忘れず利用したい高額療養費制度
医療費がお得になる制度はまだある。
「認知症治療薬は薬価が年間数百万円と保険が適用されても支払う金額は安くない。その際に併せて利用したいのが、1か月でかかった医療費が自己負担限度額を超えた場合に差額が払い戻される高額療養費制度です。例えば100万円の医療費がかかった場合、いったんは3割負担の30万円を払い、後日健康保険に高額療養費を請求することで自己負担(70才未満で年収500万円の場合、約9万円)との差額が還付されます。
年間医療費が10万円を超えた場合には確定申告で医療費控除の申請をすると節税になります。通院に使った交通費なども合算できるので、大きな手術や治療を受ける場合には領収書を保管しておきましょう」(横川さん・以下同)
控除の対象になるのは、医療費だけではない。
「薬局で買った薬の合計が年間で1万2000円を超えれば医療費控除の特例として税金が還付されるセルフメディケーション税制があります。あまり病院には行かないけれども、定期的に服薬している薬がある人は計算してみてください。

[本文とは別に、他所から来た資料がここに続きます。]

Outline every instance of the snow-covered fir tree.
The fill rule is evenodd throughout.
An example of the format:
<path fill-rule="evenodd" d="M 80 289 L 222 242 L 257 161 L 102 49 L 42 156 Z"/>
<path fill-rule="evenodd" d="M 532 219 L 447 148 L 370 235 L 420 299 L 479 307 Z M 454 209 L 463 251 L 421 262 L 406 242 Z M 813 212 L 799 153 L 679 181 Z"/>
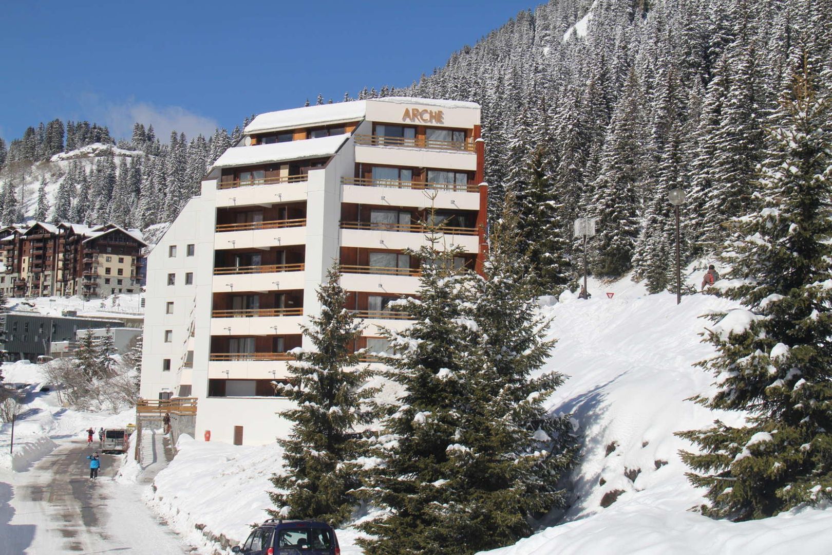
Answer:
<path fill-rule="evenodd" d="M 542 339 L 516 237 L 489 259 L 491 280 L 453 270 L 453 252 L 435 240 L 414 253 L 418 300 L 399 303 L 414 325 L 384 332 L 394 353 L 386 375 L 402 394 L 364 489 L 384 509 L 360 526 L 369 555 L 513 543 L 531 533 L 531 518 L 562 506 L 557 482 L 576 453 L 568 420 L 550 419 L 542 404 L 562 377 L 530 377 L 553 342 Z"/>
<path fill-rule="evenodd" d="M 832 101 L 807 59 L 771 121 L 761 208 L 733 221 L 723 253 L 722 294 L 747 310 L 715 317 L 718 354 L 701 363 L 719 389 L 698 402 L 745 411 L 746 424 L 679 434 L 700 448 L 682 458 L 717 518 L 832 498 Z"/>
<path fill-rule="evenodd" d="M 376 418 L 378 389 L 367 386 L 374 372 L 354 352 L 361 325 L 344 308 L 347 292 L 333 267 L 318 290 L 320 315 L 303 333 L 310 350 L 297 349 L 289 364 L 290 384 L 275 385 L 295 408 L 281 415 L 293 423 L 284 448 L 284 470 L 272 477 L 274 517 L 346 521 L 359 504 L 364 441 L 357 434 Z"/>
<path fill-rule="evenodd" d="M 41 184 L 37 186 L 37 206 L 35 208 L 35 221 L 46 221 L 49 216 L 49 199 L 47 196 L 47 178 L 41 178 Z"/>

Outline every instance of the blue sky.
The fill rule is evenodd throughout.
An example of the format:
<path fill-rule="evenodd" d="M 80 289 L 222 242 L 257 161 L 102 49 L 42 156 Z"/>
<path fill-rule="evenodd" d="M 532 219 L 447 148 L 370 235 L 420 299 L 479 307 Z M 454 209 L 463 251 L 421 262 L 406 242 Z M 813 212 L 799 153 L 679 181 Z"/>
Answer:
<path fill-rule="evenodd" d="M 7 2 L 0 136 L 55 117 L 191 136 L 406 86 L 540 2 Z"/>

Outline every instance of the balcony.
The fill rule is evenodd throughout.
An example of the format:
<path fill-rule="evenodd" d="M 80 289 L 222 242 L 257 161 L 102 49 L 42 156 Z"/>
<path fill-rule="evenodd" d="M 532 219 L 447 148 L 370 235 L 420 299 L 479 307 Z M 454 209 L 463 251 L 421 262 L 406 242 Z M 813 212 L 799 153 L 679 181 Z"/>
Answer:
<path fill-rule="evenodd" d="M 305 264 L 276 264 L 271 265 L 260 266 L 226 266 L 225 268 L 215 268 L 214 275 L 225 275 L 228 274 L 272 274 L 276 272 L 302 272 Z"/>
<path fill-rule="evenodd" d="M 295 360 L 289 353 L 211 353 L 211 362 L 260 362 L 271 360 Z"/>
<path fill-rule="evenodd" d="M 258 185 L 300 183 L 301 181 L 307 181 L 306 174 L 301 174 L 300 176 L 277 176 L 275 177 L 264 177 L 263 179 L 224 180 L 217 183 L 216 188 L 220 190 L 236 189 L 238 187 L 254 187 Z"/>
<path fill-rule="evenodd" d="M 290 309 L 233 309 L 230 310 L 214 310 L 211 318 L 258 318 L 268 316 L 302 316 L 303 307 Z"/>
<path fill-rule="evenodd" d="M 419 268 L 390 268 L 388 266 L 364 266 L 354 264 L 340 265 L 344 274 L 378 274 L 380 275 L 406 275 L 418 277 L 422 275 Z"/>
<path fill-rule="evenodd" d="M 400 181 L 393 179 L 366 179 L 364 177 L 342 177 L 342 185 L 357 185 L 364 187 L 387 187 L 390 189 L 415 189 L 418 191 L 451 191 L 453 192 L 478 193 L 479 187 L 473 183 L 430 183 L 426 181 Z"/>
<path fill-rule="evenodd" d="M 350 310 L 349 313 L 355 318 L 366 318 L 369 320 L 412 320 L 407 312 L 395 312 L 393 310 Z"/>
<path fill-rule="evenodd" d="M 401 231 L 404 233 L 427 233 L 427 228 L 422 224 L 389 224 L 368 221 L 342 221 L 342 230 L 367 230 L 370 231 Z M 440 225 L 436 228 L 438 233 L 454 235 L 476 235 L 476 227 L 450 227 Z"/>
<path fill-rule="evenodd" d="M 382 136 L 379 135 L 356 135 L 355 144 L 363 146 L 403 146 L 406 148 L 428 148 L 439 151 L 474 151 L 474 141 L 438 141 L 423 137 Z"/>
<path fill-rule="evenodd" d="M 306 218 L 294 220 L 272 220 L 271 221 L 252 221 L 243 224 L 220 224 L 216 226 L 217 233 L 222 231 L 250 231 L 252 230 L 275 230 L 282 227 L 303 227 L 306 225 Z"/>

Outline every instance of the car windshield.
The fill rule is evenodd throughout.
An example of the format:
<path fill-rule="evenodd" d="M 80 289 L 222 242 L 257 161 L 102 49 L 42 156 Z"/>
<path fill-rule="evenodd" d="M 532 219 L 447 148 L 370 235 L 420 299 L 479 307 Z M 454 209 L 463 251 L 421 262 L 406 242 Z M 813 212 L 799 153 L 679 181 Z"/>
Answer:
<path fill-rule="evenodd" d="M 278 548 L 329 549 L 332 535 L 324 528 L 285 528 L 278 536 Z"/>

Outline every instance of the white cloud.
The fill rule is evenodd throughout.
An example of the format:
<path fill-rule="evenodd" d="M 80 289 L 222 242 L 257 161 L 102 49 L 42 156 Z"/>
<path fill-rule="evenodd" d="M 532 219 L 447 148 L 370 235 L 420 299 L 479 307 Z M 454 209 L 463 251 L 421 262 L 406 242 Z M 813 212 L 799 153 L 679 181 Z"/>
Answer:
<path fill-rule="evenodd" d="M 167 142 L 171 131 L 184 132 L 189 139 L 200 133 L 210 136 L 220 124 L 212 117 L 206 117 L 179 106 L 155 106 L 150 102 L 137 102 L 133 98 L 122 103 L 102 102 L 97 95 L 84 95 L 81 99 L 87 119 L 107 126 L 110 134 L 116 138 L 129 139 L 133 133 L 133 124 L 153 126 L 159 140 Z"/>

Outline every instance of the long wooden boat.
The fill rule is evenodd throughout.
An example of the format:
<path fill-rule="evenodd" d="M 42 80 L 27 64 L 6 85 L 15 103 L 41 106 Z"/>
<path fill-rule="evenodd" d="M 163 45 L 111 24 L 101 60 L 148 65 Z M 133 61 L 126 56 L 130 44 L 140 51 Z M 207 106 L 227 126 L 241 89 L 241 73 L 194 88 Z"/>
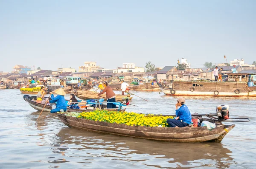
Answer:
<path fill-rule="evenodd" d="M 74 92 L 74 94 L 79 99 L 87 100 L 90 99 L 97 99 L 99 98 L 98 96 L 99 93 L 85 90 L 77 90 Z M 104 93 L 101 95 L 102 97 L 105 98 L 106 100 L 106 94 Z M 132 97 L 130 95 L 122 95 L 120 94 L 116 94 L 116 101 L 122 101 L 124 100 L 125 98 L 128 97 L 129 100 L 131 100 Z"/>
<path fill-rule="evenodd" d="M 6 86 L 5 84 L 0 84 L 0 89 L 5 89 L 6 88 Z"/>
<path fill-rule="evenodd" d="M 70 86 L 66 86 L 64 87 L 63 87 L 63 89 L 66 93 L 70 93 L 71 91 L 71 87 Z M 23 91 L 21 90 L 20 90 L 20 92 L 21 92 L 22 94 L 37 94 L 38 93 L 38 91 L 28 92 L 26 91 Z M 52 92 L 53 94 L 55 94 L 54 91 L 53 91 Z"/>
<path fill-rule="evenodd" d="M 158 84 L 166 95 L 221 97 L 256 97 L 256 87 L 244 82 L 173 82 L 172 87 Z"/>
<path fill-rule="evenodd" d="M 36 100 L 37 99 L 36 96 L 30 96 L 27 95 L 25 95 L 23 96 L 23 98 L 25 101 L 28 102 L 29 104 L 32 107 L 34 108 L 36 110 L 38 111 L 42 111 L 44 107 L 44 104 L 42 104 L 41 103 L 37 103 L 34 100 Z M 107 105 L 105 104 L 102 104 L 101 105 L 101 108 L 102 109 L 104 109 L 107 107 Z M 67 112 L 90 112 L 92 111 L 93 111 L 95 110 L 95 108 L 92 109 L 70 109 L 69 106 L 67 106 Z M 44 109 L 44 111 L 46 112 L 50 112 L 52 110 L 52 106 L 48 104 L 47 104 Z"/>
<path fill-rule="evenodd" d="M 121 85 L 121 84 L 110 84 L 108 85 L 113 90 L 120 90 Z M 143 84 L 139 85 L 129 84 L 129 88 L 132 90 L 154 91 L 160 90 L 160 88 L 157 84 L 152 85 L 151 83 L 144 83 Z"/>
<path fill-rule="evenodd" d="M 66 116 L 57 113 L 65 124 L 70 127 L 99 132 L 151 140 L 179 142 L 221 141 L 225 135 L 234 127 L 217 126 L 212 130 L 207 127 L 157 127 L 128 126 L 124 124 L 108 123 Z"/>

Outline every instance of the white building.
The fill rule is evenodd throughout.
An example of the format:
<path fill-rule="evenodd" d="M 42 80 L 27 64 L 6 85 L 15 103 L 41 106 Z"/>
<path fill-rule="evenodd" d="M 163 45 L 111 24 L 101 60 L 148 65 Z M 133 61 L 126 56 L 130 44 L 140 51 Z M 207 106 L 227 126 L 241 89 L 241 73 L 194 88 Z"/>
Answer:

加入している健康保険によっては付加給付という制度があります。これは大企業の健康保険組合や公務員など、高額療養費による払い戻し(高額療養費制度)に上乗せしてさらに付加給付を行う仕組みです。ある大手メーカーは自己負担限度額を2万円に設定していて、医療費がたとえ100万円かかっても支払う額は2万円だけでいいというすごい制度です」
健康保険料の支払いでは、妊産婦について制度が手厚くなっていると言うのは丸山さんだ。
「今年1月から、国民健康保険料の産前産後免除制度がスタートしました。加入している妊産婦の産前産後4か月(多胎児は6か月)分の保険料が免除になる。原則として届け出が必要なので、知らなければみすみす損してしまうことになります」
知らぬが仏とはよく聞く言葉だが、医療費に限っては“知らぬは地獄”。知っている人しか得できない。